Raiders & Blizz: Thanks for Gutting Alchemy

#0 - May 25, 2007, 5:33 p.m.
Blizzard Post
Seriously, thanks. It's good to know that the game will be balanced around high-end raid content at the expense of players leveling toons and max-level players uninterested in raiding at the end-game level.

If Alchemy was the cause of high-end PvE imbalance, the Alchemy nerf should have only affected people who choose to do high-end PvE. For example, players should only have the new restrictions if they're in a raid of ten or more people. This across-the-board Alchemy nerf is a poorly executed, short-sighted pseudo-fix to the actual problem of buggy, imbalanced raid content.

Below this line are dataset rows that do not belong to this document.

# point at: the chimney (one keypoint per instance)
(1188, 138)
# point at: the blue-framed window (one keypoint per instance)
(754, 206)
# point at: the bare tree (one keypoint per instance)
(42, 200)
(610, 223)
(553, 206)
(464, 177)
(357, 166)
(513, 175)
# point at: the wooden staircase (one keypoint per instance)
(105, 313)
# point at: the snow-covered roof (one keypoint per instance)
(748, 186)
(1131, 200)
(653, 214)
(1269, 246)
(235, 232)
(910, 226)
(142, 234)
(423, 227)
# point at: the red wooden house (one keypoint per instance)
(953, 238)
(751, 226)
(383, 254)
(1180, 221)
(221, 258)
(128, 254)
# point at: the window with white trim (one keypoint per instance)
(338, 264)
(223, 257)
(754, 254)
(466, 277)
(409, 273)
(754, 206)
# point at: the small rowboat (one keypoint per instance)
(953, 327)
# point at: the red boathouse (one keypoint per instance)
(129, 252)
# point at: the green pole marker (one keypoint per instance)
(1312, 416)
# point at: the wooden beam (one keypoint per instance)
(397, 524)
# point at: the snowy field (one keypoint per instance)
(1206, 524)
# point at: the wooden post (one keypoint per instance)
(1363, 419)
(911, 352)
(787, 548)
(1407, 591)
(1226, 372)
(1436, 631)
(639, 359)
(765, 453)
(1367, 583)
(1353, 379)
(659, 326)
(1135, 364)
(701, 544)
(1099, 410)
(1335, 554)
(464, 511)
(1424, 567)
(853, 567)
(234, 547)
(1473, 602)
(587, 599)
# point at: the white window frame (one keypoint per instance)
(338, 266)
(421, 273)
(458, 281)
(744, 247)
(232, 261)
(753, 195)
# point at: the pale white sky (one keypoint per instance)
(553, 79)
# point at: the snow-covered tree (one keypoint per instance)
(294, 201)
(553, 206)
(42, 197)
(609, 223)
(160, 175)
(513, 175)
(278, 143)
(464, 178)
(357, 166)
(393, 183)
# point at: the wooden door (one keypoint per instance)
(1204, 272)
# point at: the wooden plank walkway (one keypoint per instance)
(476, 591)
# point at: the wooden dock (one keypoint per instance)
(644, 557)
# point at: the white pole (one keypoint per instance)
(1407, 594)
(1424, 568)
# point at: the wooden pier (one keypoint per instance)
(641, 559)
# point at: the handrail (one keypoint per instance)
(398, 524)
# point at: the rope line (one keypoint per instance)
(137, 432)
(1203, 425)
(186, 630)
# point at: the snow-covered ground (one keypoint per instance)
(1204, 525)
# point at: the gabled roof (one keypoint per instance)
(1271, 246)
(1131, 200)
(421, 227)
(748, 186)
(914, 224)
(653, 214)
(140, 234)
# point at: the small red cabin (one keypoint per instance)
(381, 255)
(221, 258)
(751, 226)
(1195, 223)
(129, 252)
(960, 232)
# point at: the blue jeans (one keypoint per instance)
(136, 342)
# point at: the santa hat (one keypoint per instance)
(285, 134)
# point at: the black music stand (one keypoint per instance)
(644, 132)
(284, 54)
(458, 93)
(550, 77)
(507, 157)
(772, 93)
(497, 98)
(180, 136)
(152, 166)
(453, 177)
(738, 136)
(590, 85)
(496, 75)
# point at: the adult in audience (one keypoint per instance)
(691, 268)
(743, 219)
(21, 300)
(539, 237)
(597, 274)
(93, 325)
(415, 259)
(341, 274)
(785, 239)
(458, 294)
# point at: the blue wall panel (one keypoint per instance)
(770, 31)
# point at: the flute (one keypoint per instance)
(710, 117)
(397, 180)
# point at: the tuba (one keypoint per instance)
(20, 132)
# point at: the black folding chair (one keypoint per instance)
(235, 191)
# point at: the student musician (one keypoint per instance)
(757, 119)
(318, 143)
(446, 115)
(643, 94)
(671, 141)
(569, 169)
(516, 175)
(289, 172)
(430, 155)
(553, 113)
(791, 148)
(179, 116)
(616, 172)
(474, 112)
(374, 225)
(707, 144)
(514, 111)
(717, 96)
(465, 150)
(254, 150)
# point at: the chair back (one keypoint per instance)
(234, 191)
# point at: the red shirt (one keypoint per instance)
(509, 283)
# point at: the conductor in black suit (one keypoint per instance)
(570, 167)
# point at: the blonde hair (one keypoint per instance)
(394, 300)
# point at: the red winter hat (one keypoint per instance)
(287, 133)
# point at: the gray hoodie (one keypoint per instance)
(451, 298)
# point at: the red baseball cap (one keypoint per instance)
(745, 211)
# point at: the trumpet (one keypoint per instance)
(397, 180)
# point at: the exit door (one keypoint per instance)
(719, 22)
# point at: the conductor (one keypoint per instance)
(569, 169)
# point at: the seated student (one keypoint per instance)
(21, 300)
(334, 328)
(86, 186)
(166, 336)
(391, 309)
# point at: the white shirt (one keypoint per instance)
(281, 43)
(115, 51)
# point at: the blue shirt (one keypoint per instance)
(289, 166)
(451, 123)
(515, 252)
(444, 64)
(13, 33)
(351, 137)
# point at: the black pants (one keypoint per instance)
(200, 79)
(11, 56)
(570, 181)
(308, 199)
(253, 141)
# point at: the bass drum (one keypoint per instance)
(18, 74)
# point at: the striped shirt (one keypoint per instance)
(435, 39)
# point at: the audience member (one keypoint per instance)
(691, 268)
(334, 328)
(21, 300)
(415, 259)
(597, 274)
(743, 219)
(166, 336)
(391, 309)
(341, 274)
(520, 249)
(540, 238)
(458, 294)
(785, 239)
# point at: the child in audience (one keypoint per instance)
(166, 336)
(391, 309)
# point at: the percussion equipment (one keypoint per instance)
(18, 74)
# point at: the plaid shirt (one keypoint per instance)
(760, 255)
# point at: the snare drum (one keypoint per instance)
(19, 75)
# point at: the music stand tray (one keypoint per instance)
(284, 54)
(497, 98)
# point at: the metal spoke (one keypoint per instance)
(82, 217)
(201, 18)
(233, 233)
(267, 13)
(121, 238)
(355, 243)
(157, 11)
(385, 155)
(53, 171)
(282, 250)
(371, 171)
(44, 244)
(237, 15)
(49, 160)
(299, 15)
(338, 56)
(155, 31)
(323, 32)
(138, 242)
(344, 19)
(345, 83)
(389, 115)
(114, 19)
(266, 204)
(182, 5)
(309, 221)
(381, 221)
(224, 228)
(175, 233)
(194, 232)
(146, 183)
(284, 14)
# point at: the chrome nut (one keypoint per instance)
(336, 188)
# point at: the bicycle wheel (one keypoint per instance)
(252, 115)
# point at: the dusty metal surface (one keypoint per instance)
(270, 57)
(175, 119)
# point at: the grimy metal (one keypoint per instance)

Insisting that Alchemy be nerfed in order to present balanced, beatable encounters boggles my mind. That's basically stating that the end-game is balanced around a single profession. Crippling that profession instead of actually tuning your raid design is a weak fix.
#5 - May 25, 2007, 6:04 p.m.
Blizzard Post
We addressed a lot of balancing issues with dungeons in this last patch and really wanted to take a bit of the burden off of alchemists and guilds in needing to farm so much. Many of the encounters that people were relying on multiple flasks and elixirs for are now a bit easier and do not require the same amount of preparation as they did previously.

So in effect, we did two things this last patch: we balanced the high-end raid content to be a bit more reasonable for people to be successful in, and we changed the ingrained feeling of "required" potions, flasks, and elixirs by making them a more selective addition to a raid rather than a masive requirement.

One major complaint that people had was the amount of time they spent farming for materials and how expensive it was to raid. By making the changes we have with alchemy, this has become less burdensome. Yes, there are always those that don't mind farming, but in this case, we felt this change had the most benefit overall.

As you say in your own post, raiding should not hinge on a single profession and these changes ease the perception a bit. The profession is not crippled by this and is still very viable.